If Baldwin does decide to run for political office his education will be a lot less important than his explosions.

We are all flawed. We are not all volatile.

Intern Jayne Moves On

The last time I wrote about Intern Jayne Smith was during the summer when she helped out with Emmy award judging. Jayne had been a college intern in meteorology at the TV station and spent a few semesters in the Weather Center.

She’s a very nice girl. We were very happy that she was always available to be Ivy’s companion when we went out of town. She is shy and quiet… maybe too shy and quiet.

It has been very tough for her, a degreed meteorologist, to find her first job. First, you need a tape – which she made at Channel 8. But, without experience her taped work was always a little on the edge (As it should be for a beginner. If it were too easy everyone would do it).

She’ll be great, but she needs to work regularly, under deadline, on camera, show-after-show.

After some very disappointing and drawn out turndowns, and over a year of looking, she has finally been offered a job and will move, sight unseen, to Bismarck, ND. It sounds very scary.

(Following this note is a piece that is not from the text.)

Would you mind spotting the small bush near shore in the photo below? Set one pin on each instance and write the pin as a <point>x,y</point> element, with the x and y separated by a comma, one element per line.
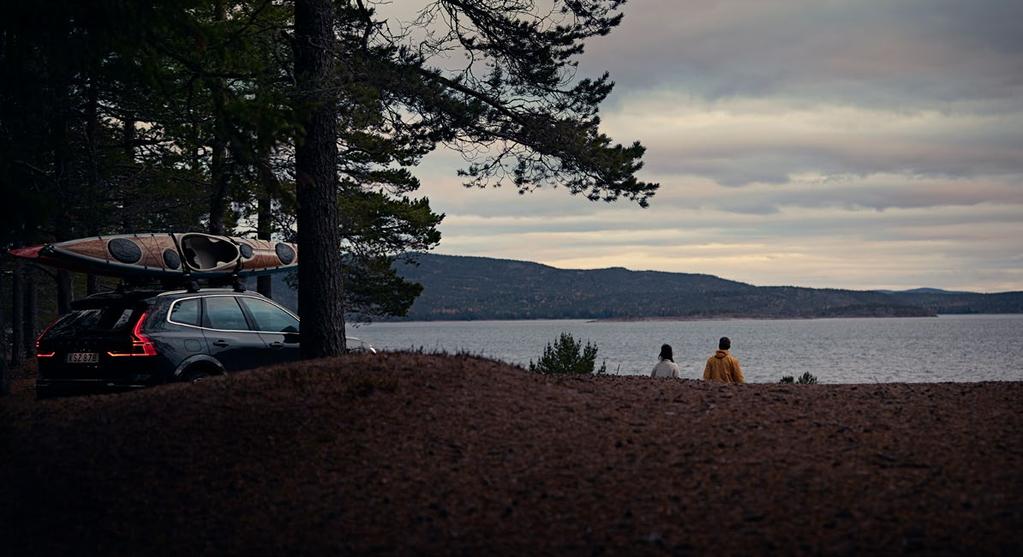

Luckily for Jayne, Bismarck is the perfect place to go. She’ll be working with some stable, nice people, used to working with beginners. There won’t be the same pressure in Bismarck that there might be in a larger market. She’ll have the opportunity to forecast nearly every kind of weather from heat waves to tornadoes to blizzards.

My first job was at WSAR 1480 in Fall River. MA. I remember it like it was yesterday… even though it’s about 35 years ago. It’s likely Jayne will remember this job forever too.

She’ll be great.

Emmy judging

I am a 7-time Emmy Award winner (OK – it’s the local rectangular base version, not that nice round national one – shoot me), so I have some sort of obligation to NATAS and will try and fulfill that by hosting an Emmy judging party for the St. Louis region next Saturday.

I found an email from the NWS in Taunton, MA and took all the email addresses from there. Hopefully, I didn’t miss too many people.

A long time ago, Helaine and I attended a judging session held at Channel 8. Good God! It is scary to think this is how it’s done. People were inattentive and we hardly ever got through an entire tape.

I hope to live up to that high standard at this session.

Here’s the letter I sent:

Hi (Insert Name Here),

I’m writing this extremely personal note on behalf of the Boston/New England Chapter of NATAS and the annual Emmy awards. As you may know, each year entries from our area are judged by our peers in other markets, where it doesn’t rain every day during the month of August and the dew point doesn’t stay above 70 for- – – oh sorry – – – I haven’t taken my medication yet.

Anyway, as we are judged, we are called upon to judge others. This year, it’s your chance to steal good lines and map drawing techniques as we watch the weather people from St. Louis, MO and environs.

Would you be willing to help judge? I have volunteered my house in Hamden, CT to host a judging session next Saturday (8-16) at noon. Pizza and soft drinks will be provided. Ivy the dog will be there for one-on-one petting sessions.

It’s your chance to meet some of your fellow weather people, tell us how awful your station’s owners and management are, and trash everything you see from St. Louis. You’ll get a better understanding why the Emmy always seems to go to some no talent… sorry… again no medication yet.

As an incentive to you in other states, many Connecticut State Police officers have pledged to write no tickets to anyone traveling below the current temperature (Celsius only). You folks in Boston should remember we schlep there every year for the actual Emmy ceremonies, so don’t kvetch.

Please let me know if you can attend. Detailed directions will be provided.

Your name and email address was actually plucked off an email from Glenn Field at NWS. If you’re now out of the business, selling cars, please excuse the intrusion.

All the best,

Geoff Fox

WTNH News Channel 8

ps – You know, most people read the “ps” before they read the letter.